Catherine Ravenscroft is a successful documentary maker whose only child, Nicholas, has just flown the nest, apparently with some reluctance. A couple of weeks after Catherine and her husband Robert downsize to a smaller property, Catherine finds a book on her bedside table entitled The Perfect Stranger. And it's only when she idly begins to read that she realises with terror that the book is all about her - and could not only reveal her darkest secret, with a sinister, vindictive bias.

Increasingly, I've noticed that it's become de rigueur for novels of this genre to alternate between different points of view, and Disclaimer follows this model - primarily, we read about the insidious influence of the book (which details a shameful incident in Catherine's past that she's long kept hidden from Robert) from Catherine herself and from its writer, whose life was irrevocably damaged by the incident in question and has only recently become aware of Catherine's role in it.

Catherine herself is a smart, capable woman, we're led to believe, while her tormentor Stephen Brigstocke is lonely, bitter and struggling to come to terms with bereavement. Both types are fairly familiar in this type of fiction, and most of my enjoyment of Disclaimer came very much from its well-constructed plot rather than directly from its characters. This isn't to say that the characters aren't believable - I just felt as if I'd read about them before.

It is, however, interesting to watch them both disintegrate as events unfold. I wasn't convinced, at first, by Nick, who at 25 seems more like a sullen teenager, but as the story progressed I eventually came to understand why his situation and behaviour were entirely credible.

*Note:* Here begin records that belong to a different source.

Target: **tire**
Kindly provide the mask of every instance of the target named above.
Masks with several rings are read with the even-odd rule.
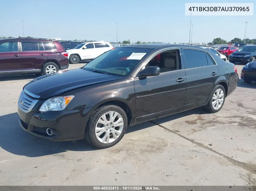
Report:
[[[58,72],[59,67],[54,62],[49,62],[43,65],[41,69],[41,73],[43,75],[52,74]]]
[[[213,102],[214,100],[214,96],[215,95],[215,96],[216,96],[217,95],[218,97],[218,95],[217,91],[218,90],[221,90],[221,91],[220,91],[220,94],[221,94],[220,95],[222,95],[222,94],[221,92],[223,93],[223,96],[221,96],[221,99],[218,99],[217,98],[217,99],[216,100],[216,101],[218,101],[218,100],[221,100],[221,99],[223,100],[223,101],[221,105],[219,107],[217,107],[217,106],[216,105],[214,105],[214,107],[213,105]],[[225,89],[224,88],[224,87],[221,85],[217,85],[212,92],[210,97],[209,101],[208,102],[207,104],[204,106],[205,110],[206,111],[212,113],[216,113],[218,112],[221,109],[221,108],[222,108],[223,105],[224,105],[224,103],[225,102],[225,98],[226,92],[225,90]],[[215,100],[216,99],[214,99]]]
[[[245,84],[251,84],[251,80],[244,80],[244,83]]]
[[[72,64],[77,64],[80,61],[80,58],[77,54],[72,54],[69,57],[69,61]]]
[[[113,119],[110,118],[109,114],[110,113],[108,113],[111,112],[113,112],[113,114],[118,113],[116,117]],[[104,116],[105,117],[105,120],[104,119]],[[118,126],[121,124],[118,122],[118,124],[116,124],[113,128],[115,126],[112,126],[115,125],[115,122],[118,120],[121,122],[122,119],[122,127],[121,126]],[[104,123],[101,123],[101,122]],[[96,110],[89,118],[85,127],[85,138],[89,143],[97,148],[110,147],[117,143],[123,138],[127,129],[127,116],[121,108],[115,105],[104,105]],[[113,134],[114,132],[117,134],[115,132]],[[96,134],[98,136],[96,136]],[[115,136],[114,136],[114,134]]]
[[[255,58],[255,56],[253,56],[251,59],[251,60],[250,60],[250,61],[254,62],[255,60],[256,60],[256,58]]]

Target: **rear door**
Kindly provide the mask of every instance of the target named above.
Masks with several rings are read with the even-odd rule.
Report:
[[[102,46],[101,43],[94,43],[94,46],[95,46],[95,58],[98,57],[106,52],[105,51],[105,48]]]
[[[219,72],[208,53],[199,49],[182,49],[187,80],[185,104],[198,104],[209,96]]]
[[[0,41],[0,74],[22,73],[19,46],[18,40]]]
[[[42,42],[21,40],[20,46],[23,72],[40,72],[43,64],[47,60],[47,55]]]

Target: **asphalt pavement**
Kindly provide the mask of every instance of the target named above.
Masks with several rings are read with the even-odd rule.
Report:
[[[17,101],[35,76],[0,77],[0,186],[256,185],[255,82],[240,79],[218,113],[198,108],[131,127],[100,150],[21,129]]]

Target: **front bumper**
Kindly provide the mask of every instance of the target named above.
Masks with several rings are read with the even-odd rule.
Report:
[[[256,81],[256,69],[248,70],[243,69],[241,72],[241,79],[243,80],[248,80],[253,81]]]
[[[42,113],[38,108],[43,101],[39,101],[31,111],[26,113],[18,107],[19,122],[26,132],[40,138],[60,141],[83,138],[85,126],[94,108],[68,111],[50,111]],[[52,130],[48,135],[46,130]]]
[[[240,62],[241,63],[248,63],[250,61],[250,57],[234,57],[229,56],[229,62]]]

Disclaimer is also a book about family relationships: between husbands and wives, and parents and children. The tension between what we think we know of our loved ones and what they've hidden from us - or what we've chosen not to see - is always a solid grounding for fiction, and works brilliantly here. Some of the revelations faced not just by Catherine and Stephen but by their respective families are startlingly painful, and the characters' reactions are convincingly handled. 

I have seen Disclaimer described (by the utterly delightful writer of women's fiction, Marian Keyes) as 'grippy' and she is absolutely right; this is one of those books that you'll want to tear through in as few sittings as possible. If you read this on a train journey and arrive at your destination before you've finished, you'll slightly wish you'd been delayed.